Le tableau 1 présente un résumé des objectifs, le nombre de cours exigé en présentiel et dans le milieu et les étapes de l’élaboration d’un projet RESCOL à la Source.

Conception de la pratique selon les caractéristiques de Charlier, Daele et Deschryver (2002)

Aux futurs enseignants, la professeure-chercheure a présenté les cinq caractéristiques du modèle de conception de la formation de Charlier, Daele et Deschryver (2002). Pour établir un réseau de personnes influentes dans le domaine des TIC, au deuxième cours, nous avons sollicité la présence de la directrice au ministère de l’Éducation, section informatique, et la directrice de RESCOL à la Source au Nouveau-Brunswick pour présenter globalement cet organisme aux futurs enseignants et les objectifs pour réaliser un projet RESCOL à la Source. Également, le mentor[2] du district 1 a assisté à cette rencontre. Pour faciliter le parrainage avec un enseignant associé, les futurs enseignants ont précisé le niveau d’enseignement et les matières avec lesquels ils désiraient concevoir un projet RESCOL à la Source. Le mentor a été chargé de trouver les enseignants associés désirant participer au projet. Les critères de sélection consistaient à jumeler les futurs enseignants à des enseignants associés possédant peu d’expérience pédagogique avec les TIC et n’ayant jamais élaboré un projet RESCOL à la Source. La professeure-chercheure a insisté pour que ces derniers possèdent peu de compétences dans l’élaboration d’un projet RESCOL à la Source, car un des objectifs de la nouvelle pratique consiste à assurer un échange, les futurs enseignants apportant de l’aide au niveau de la technologie et l’enseignant-associé assumant plus de responsabilités au niveau pédagogique. Huit enseignantes associées ont accepté de participer au projet de collaboration. Pour faciliter la participation au projet, le ministère de l’Éducation a accordé une journée de suppléance aux huit enseignantes associées.
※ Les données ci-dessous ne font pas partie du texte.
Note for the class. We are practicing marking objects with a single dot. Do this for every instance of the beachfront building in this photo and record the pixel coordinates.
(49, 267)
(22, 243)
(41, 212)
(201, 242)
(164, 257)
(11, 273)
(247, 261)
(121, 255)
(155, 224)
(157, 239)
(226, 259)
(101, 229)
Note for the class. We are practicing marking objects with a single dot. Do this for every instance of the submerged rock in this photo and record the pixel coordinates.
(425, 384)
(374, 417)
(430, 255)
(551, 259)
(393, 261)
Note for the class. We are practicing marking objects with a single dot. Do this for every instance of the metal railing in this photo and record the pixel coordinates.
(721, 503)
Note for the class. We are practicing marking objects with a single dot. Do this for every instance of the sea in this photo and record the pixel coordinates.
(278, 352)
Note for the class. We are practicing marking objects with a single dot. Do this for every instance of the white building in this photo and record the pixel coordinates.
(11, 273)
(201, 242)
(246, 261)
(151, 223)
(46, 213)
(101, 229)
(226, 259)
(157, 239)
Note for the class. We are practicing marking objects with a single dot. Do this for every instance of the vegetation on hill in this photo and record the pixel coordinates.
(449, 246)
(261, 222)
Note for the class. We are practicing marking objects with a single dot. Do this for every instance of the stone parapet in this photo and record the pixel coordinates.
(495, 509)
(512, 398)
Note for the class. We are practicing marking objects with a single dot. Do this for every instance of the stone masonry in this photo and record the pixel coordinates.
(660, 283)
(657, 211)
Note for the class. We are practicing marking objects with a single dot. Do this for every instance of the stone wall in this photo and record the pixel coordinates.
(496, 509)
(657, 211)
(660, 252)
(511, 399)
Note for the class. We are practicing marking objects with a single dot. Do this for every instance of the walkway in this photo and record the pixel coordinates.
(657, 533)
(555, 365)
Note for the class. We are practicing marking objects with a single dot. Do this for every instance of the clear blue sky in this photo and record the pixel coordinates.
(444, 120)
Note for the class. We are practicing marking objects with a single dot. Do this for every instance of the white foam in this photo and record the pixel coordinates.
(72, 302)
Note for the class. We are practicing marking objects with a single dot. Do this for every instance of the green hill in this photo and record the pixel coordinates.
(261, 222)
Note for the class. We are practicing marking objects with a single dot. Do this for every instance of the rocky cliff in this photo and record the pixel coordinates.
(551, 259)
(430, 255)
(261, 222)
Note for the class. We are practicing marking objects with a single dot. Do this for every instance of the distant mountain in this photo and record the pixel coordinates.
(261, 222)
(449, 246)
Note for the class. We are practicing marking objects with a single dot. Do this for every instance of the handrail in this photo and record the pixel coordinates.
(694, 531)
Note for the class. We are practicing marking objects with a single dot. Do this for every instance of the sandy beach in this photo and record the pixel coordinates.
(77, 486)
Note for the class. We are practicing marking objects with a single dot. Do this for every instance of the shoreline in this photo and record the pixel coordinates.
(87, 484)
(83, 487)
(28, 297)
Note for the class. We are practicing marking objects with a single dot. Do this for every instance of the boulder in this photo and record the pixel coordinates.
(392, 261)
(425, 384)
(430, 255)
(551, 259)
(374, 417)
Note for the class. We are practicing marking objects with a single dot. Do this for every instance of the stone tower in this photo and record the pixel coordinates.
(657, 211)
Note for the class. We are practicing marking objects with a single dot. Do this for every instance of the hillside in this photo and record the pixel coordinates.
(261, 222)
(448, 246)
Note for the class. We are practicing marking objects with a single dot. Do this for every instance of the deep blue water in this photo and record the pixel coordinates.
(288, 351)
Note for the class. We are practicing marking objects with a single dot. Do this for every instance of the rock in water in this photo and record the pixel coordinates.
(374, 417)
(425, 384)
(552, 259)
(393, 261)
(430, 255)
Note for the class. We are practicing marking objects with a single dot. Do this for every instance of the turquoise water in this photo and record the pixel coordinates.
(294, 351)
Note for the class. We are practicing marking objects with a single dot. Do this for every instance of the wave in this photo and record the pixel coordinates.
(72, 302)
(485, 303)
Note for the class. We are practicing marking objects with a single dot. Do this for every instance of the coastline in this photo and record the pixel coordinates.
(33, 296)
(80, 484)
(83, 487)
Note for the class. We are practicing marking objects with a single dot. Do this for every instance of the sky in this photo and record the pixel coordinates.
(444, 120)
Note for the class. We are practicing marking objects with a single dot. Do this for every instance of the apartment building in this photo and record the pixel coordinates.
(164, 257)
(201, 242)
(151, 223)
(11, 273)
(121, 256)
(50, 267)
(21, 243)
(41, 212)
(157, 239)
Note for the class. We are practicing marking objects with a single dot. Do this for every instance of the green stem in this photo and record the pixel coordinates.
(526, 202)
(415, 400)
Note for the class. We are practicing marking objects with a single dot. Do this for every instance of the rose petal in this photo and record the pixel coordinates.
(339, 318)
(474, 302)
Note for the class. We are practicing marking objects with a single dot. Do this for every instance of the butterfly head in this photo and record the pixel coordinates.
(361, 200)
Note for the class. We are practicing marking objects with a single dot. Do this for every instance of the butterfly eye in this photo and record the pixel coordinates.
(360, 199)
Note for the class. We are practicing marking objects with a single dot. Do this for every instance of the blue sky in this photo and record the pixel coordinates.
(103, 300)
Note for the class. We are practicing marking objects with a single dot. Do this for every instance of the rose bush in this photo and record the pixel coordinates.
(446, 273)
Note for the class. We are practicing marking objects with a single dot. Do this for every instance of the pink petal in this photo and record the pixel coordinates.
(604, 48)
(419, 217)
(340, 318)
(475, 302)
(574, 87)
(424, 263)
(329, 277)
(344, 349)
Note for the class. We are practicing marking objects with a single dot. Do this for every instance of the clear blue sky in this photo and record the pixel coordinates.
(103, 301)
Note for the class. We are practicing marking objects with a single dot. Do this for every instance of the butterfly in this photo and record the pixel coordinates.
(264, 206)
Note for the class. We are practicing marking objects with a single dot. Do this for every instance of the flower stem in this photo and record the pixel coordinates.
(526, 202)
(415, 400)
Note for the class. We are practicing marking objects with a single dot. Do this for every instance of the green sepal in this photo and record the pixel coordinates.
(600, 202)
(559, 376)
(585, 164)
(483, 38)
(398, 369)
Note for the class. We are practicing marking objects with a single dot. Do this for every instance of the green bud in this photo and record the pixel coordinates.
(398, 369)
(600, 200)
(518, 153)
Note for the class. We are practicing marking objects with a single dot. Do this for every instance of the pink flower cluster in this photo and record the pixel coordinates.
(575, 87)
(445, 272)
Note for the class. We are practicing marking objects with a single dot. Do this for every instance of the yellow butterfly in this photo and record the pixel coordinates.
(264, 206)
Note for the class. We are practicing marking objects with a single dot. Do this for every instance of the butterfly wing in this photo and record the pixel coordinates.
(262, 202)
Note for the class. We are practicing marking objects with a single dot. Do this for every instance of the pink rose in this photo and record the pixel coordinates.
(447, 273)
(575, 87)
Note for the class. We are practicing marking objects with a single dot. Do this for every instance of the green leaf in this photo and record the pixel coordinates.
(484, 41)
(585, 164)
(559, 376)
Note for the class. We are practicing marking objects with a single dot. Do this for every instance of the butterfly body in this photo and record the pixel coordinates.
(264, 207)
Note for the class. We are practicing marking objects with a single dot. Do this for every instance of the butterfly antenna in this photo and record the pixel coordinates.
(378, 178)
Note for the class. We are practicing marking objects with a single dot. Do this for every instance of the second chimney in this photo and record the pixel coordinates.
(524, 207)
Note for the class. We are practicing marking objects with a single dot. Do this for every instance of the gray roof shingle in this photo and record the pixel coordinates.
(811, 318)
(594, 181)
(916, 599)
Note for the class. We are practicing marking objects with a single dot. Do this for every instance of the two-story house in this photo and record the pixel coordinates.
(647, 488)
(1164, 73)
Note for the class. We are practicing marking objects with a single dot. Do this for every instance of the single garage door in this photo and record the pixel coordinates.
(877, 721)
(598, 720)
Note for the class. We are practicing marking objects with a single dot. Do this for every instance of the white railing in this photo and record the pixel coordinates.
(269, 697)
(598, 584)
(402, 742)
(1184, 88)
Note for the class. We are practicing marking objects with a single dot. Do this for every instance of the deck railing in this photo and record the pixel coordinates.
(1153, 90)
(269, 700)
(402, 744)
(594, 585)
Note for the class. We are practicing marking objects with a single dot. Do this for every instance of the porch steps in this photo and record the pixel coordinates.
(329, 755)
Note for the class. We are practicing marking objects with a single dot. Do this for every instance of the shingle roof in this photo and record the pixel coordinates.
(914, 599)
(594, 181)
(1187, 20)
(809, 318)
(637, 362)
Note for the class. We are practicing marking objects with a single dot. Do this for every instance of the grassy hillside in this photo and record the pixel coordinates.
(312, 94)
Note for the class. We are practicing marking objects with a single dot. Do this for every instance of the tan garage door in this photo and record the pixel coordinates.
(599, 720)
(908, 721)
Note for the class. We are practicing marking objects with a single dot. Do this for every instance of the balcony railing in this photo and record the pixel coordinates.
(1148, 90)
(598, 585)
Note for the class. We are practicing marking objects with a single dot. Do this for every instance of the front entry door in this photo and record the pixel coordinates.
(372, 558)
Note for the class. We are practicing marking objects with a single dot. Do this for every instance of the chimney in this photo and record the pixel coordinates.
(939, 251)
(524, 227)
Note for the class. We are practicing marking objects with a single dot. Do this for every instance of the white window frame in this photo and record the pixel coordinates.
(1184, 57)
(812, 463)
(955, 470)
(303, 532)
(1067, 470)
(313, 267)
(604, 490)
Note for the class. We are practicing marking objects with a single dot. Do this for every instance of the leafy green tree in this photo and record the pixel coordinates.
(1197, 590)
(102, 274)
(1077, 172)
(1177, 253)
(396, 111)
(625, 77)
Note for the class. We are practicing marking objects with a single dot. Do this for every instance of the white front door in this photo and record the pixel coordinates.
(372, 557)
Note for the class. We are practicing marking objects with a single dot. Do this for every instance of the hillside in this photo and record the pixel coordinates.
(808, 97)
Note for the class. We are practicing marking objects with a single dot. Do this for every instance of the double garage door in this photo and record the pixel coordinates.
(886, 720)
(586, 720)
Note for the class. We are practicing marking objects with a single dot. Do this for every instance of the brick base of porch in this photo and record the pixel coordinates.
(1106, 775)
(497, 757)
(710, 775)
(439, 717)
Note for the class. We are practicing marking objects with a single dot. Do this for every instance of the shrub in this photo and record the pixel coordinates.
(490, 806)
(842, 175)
En ce qui a trait au rôle des TIC, chaque futur enseignant inscrit au cours a reçu du ministère de l’Éducation un ordinateur portatif sans fil pour une période de 16 semaines. Monté expressément pour la nouvelle pratique, le mini-laboratoire a été équipé d’un numériseur, d’une imprimante couleur, de caméras numériques, de tables à dessin, etc. Également, des logiciels spécifiques ont été achetés. L’équipement informatique vise, entre autres, à faciliter la communication des futurs enseignants avec leur enseignant associé et leur professeure-chercheure, et à élaborer le projet RESCOL à la Source en salle de classe avec l’enseignante associée et les élèves. Le tableau 2 présente le résumé du développement du cours en lien avec les cinq caractéristiques de Charlier, Daele et Deschryver (2002).

Tableau 2

Conception de la nouvelle pratique « Des apprentissages in situ avec les TIC » en relation avec les cinq caractéristiques du modèle de conception de la formation de Charlier, Daele et Deschryver (2002)

Conception de la nouvelle pratique « Des apprentissages in situ avec les TIC » en relation avec les cinq caractéristiques du modèle de conception de la formation de Charlier, Daele et Deschryver (2002)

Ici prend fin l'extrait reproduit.